To this end, the company was forced to open a procedure for preventive settlement as evidenced by Ordinance No. 029 of 20 February 2019 of the President of the Commercial Court of Niamey.
According to the uniform act organizing collective procedures for the clearance of liabilities of the Organization for the Harmonization of Business Law in Africa (Ohada), of which Niger is a member, the preventive regulation is open to an undertaking which, without being in a state of cessation of payments, justifies serious financial or economic difficulties.
For the confidential of Africa , this measure is in fact only the prelude to a liquidation of the Nigerian subsidiary by Orange who would look for a buyer who will be presented to the government as soon as possible.
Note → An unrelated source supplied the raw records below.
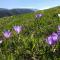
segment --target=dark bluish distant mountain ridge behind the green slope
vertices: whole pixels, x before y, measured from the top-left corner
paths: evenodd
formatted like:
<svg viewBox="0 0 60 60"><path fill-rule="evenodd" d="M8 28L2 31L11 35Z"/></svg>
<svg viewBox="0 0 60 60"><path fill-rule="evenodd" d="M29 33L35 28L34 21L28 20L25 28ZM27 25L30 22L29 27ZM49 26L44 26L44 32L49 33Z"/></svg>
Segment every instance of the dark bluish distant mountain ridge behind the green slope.
<svg viewBox="0 0 60 60"><path fill-rule="evenodd" d="M24 14L24 13L31 13L34 12L33 9L4 9L0 8L0 18L6 16L12 16L16 14Z"/></svg>

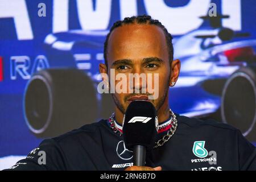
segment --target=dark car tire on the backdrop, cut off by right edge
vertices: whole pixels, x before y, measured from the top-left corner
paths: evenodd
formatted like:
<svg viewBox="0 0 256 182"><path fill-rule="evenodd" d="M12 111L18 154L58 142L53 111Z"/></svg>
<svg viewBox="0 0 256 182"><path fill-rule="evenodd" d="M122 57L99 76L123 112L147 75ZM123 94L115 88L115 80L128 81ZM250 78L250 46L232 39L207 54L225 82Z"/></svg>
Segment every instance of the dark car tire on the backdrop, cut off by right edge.
<svg viewBox="0 0 256 182"><path fill-rule="evenodd" d="M221 119L239 129L249 140L256 139L256 74L242 67L226 81L221 97Z"/></svg>

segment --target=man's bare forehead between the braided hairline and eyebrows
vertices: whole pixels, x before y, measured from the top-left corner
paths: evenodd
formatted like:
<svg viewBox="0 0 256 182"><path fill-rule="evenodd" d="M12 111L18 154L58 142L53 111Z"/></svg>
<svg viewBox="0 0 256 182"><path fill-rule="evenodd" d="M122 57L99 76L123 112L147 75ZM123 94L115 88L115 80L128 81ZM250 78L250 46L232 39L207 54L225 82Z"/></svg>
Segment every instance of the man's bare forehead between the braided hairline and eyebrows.
<svg viewBox="0 0 256 182"><path fill-rule="evenodd" d="M124 24L112 31L108 42L109 60L161 57L168 55L162 28L152 24ZM161 56L162 55L162 56Z"/></svg>

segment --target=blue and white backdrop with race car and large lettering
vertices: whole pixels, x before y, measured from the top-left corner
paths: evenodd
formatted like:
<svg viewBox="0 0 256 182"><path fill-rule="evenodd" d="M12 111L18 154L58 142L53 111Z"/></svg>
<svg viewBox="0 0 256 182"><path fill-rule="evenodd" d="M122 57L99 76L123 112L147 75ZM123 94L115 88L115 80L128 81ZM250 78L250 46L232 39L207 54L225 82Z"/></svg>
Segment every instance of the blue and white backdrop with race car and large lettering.
<svg viewBox="0 0 256 182"><path fill-rule="evenodd" d="M97 93L116 20L151 15L174 36L181 73L170 105L256 141L254 0L0 0L0 169L44 138L107 118ZM255 144L255 143L254 143Z"/></svg>

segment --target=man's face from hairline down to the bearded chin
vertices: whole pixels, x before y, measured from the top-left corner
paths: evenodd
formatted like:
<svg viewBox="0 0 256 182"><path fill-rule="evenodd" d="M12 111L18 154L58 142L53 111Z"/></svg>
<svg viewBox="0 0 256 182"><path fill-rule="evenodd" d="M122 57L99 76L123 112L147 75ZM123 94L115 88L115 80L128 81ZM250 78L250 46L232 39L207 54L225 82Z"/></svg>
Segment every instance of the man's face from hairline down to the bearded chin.
<svg viewBox="0 0 256 182"><path fill-rule="evenodd" d="M166 37L163 30L150 24L125 24L115 28L109 37L108 48L108 76L110 69L115 70L115 75L124 73L127 78L129 73L152 73L152 85L158 81L159 96L155 100L149 100L158 110L163 104L168 103L168 89L170 85L171 66L168 55ZM159 79L154 79L154 73L159 74ZM134 80L135 81L135 80ZM119 81L115 81L115 85ZM129 79L127 79L127 85ZM142 82L135 82L135 86L142 90ZM115 105L124 114L128 105L133 100L147 100L152 93L114 93L112 97Z"/></svg>

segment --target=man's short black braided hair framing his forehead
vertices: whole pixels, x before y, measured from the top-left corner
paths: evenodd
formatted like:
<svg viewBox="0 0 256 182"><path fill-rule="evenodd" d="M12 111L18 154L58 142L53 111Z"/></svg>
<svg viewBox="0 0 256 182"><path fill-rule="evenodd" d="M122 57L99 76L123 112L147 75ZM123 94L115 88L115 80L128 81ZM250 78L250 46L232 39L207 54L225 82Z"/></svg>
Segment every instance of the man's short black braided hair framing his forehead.
<svg viewBox="0 0 256 182"><path fill-rule="evenodd" d="M133 24L133 23L137 23L137 24L154 24L160 28L162 28L162 30L164 31L164 35L166 36L166 43L168 46L168 54L169 54L169 60L172 61L174 59L174 46L172 45L172 35L167 31L166 27L163 26L163 24L161 22L159 22L159 20L157 19L152 19L151 16L149 15L139 15L139 16L131 16L131 17L127 17L125 19L118 20L117 22L115 22L113 24L113 26L110 28L110 31L108 33L108 35L106 36L106 40L104 43L104 59L105 59L105 64L108 67L108 59L106 56L106 50L108 48L108 41L109 41L109 36L112 33L112 31L117 28L117 27L121 27L123 24Z"/></svg>

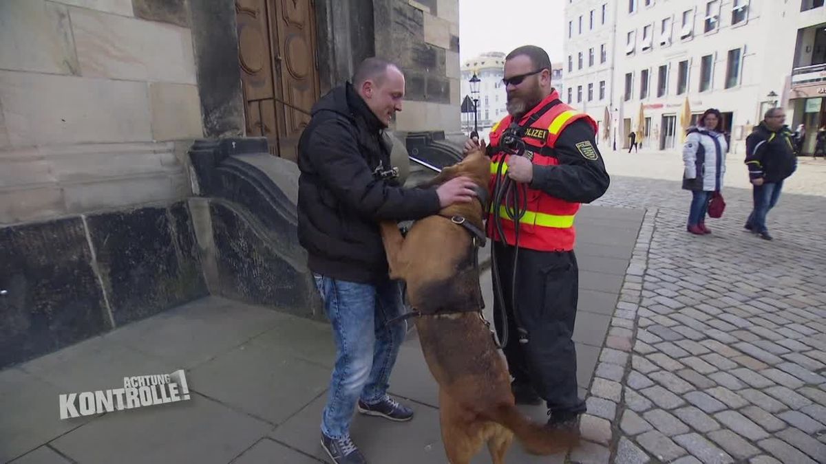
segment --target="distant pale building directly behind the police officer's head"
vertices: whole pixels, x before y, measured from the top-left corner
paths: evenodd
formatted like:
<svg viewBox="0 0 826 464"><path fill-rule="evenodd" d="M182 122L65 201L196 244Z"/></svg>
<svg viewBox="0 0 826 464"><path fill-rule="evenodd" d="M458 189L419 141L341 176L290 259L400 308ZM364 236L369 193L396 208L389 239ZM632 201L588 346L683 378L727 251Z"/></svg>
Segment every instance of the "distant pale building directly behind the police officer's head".
<svg viewBox="0 0 826 464"><path fill-rule="evenodd" d="M505 76L505 56L501 52L487 52L462 63L462 100L473 98L470 92L470 79L473 74L481 79L479 83L478 126L479 133L487 140L487 133L491 126L508 114L506 109L507 94L502 78ZM563 64L551 64L551 85L563 95ZM473 130L473 114L463 113L462 129L464 132Z"/></svg>

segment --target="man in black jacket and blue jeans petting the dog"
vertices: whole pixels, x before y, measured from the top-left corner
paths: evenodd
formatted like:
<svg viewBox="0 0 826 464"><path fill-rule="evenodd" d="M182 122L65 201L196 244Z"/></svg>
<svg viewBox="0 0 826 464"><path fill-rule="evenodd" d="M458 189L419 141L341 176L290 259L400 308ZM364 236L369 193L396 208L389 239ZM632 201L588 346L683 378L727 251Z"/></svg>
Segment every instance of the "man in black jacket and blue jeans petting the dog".
<svg viewBox="0 0 826 464"><path fill-rule="evenodd" d="M377 221L420 219L475 195L469 178L437 189L394 182L391 147L382 135L404 94L404 75L395 65L366 59L352 84L316 103L298 144L298 239L335 335L321 443L337 463L365 462L349 438L357 402L363 414L396 421L413 416L387 395L406 323L387 324L404 306L398 283L388 277Z"/></svg>

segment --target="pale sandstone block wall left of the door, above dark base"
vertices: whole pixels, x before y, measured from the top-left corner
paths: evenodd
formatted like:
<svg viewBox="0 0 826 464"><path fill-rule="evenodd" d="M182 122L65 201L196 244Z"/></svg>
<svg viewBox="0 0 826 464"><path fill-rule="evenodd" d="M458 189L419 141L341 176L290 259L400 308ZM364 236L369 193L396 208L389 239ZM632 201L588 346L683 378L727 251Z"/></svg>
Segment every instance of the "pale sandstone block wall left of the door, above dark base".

In its financial report for the year ended December 31, 2018, the Orange Group recognizes that the last two years have been difficult. It reveals that the uncertain political and economic context and the effects of a strong tax and regulatory pressure caused the depreciation of 52 million euros of fixed assets in 2017.
In 2018, the company reports that the telecommunications market continued to suffer a loss in value in a business environment that remained difficult. The company has experienced a depreciation of its fixed assets of 43 million euros.
One of the consequences of the financial difficulties faced by Orange Niger during 2018, was the tax adjustment of more than 22 billion CFA francs, which represents almost half of its annual turnover and the issue on 29 November, of an order closing its premises in Niamey.